Q: Early last fall our son was discharged from the psychiatric unit of a larger hospital in the city. He was 32 at the time, old enough and mature enough to be on his own, but we were worried about his well-being and asked him to stay with us until he was more settled and on top of this depressive thing.

To some extent it is working. He sees his psychiatrist every three of four months to review his antidepressant medication and he goes regularly to see a counsellor at our mental health clinic and that seems to be helpful.

He looks forward to his counselling sessions. He is not as personally isolated as he was before he went into the hospital. But that is all that he is doing and that is what worries me.

I think that he should be doing more. I worry that he will gradually slip back into his bedroom and slide into the isolation that got him admitted to the hospital in the first place if he does not commit to something or the other.

The problem is that I do not know what I can do to encourage him without falling into constant nagging. That never works. So what can I do to help him get interested in life again and better still participating in the world around us?

A: Trying to help someone who is depressed is challenging at the best of times. Often as not, they slip away from you just when you think that you have found something that will get them off the couch and embracing life.

The problem is that you can never pick out what is of interest for another person. Finding interests is something each of us has to do for ourselves.

You might get lucky and pick something of interest that he was going to find for himself anyway, but that is all that is — just luck.

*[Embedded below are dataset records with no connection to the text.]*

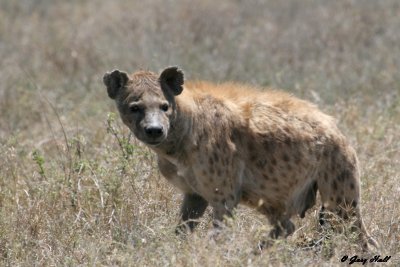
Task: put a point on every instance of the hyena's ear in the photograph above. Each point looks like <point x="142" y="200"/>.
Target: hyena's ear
<point x="172" y="79"/>
<point x="114" y="81"/>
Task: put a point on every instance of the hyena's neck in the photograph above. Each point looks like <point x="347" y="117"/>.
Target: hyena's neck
<point x="179" y="135"/>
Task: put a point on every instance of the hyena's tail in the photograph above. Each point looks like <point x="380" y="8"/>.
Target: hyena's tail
<point x="304" y="198"/>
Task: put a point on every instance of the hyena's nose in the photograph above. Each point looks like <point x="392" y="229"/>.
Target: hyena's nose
<point x="154" y="131"/>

Otherwise, it is his job to do. All that you can really do is celebrate when he starts to edge toward something that he thinks is great, exciting or both.

In this much you are right. If your son does not renew his interest in life, he could easily start to defy both the medication and the counselling and end up back in his mental health facility.

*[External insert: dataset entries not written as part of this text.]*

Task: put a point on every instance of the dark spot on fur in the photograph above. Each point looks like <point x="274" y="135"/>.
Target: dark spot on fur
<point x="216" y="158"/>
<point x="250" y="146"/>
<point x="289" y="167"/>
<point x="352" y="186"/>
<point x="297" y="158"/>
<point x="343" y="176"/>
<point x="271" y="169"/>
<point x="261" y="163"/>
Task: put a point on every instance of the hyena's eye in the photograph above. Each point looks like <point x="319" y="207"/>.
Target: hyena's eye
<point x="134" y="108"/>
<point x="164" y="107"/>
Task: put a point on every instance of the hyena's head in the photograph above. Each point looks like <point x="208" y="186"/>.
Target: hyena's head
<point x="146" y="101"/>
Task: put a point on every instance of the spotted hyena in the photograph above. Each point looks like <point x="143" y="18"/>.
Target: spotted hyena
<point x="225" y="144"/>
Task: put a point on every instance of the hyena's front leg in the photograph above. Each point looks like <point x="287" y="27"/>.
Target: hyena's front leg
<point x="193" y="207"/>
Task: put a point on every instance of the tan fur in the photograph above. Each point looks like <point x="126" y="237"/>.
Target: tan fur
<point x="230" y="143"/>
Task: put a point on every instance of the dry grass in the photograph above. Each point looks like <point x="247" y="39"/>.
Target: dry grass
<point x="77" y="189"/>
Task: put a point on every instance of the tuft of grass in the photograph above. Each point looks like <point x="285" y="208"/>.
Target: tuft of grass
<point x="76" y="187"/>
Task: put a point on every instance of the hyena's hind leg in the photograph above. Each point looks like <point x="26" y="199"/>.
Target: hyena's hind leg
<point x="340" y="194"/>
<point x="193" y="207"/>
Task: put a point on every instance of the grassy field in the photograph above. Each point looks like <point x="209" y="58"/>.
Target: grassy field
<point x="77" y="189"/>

What you can do is encourage your son to move around more with aerobic exercises. Studies carried out by psychologists are suggesting that those who do daily exercises (jogging, walking, biking, running, swimming, for example) are less likely to let either their depression or their sadness drive them into despair.

They are more likely to get committed to something and less likely to find refuge in shadows of their bedrooms.

Most of us know that depression can lead to personal lethargy. What the studies are saying is that combatting lethargy, through regular exercise, can influence and minimize depression. If you build a reward system within your home that reinforces your son’s commitment to daily exercises the odds are favourable that you will be doing your part to help him resolve his personal depression.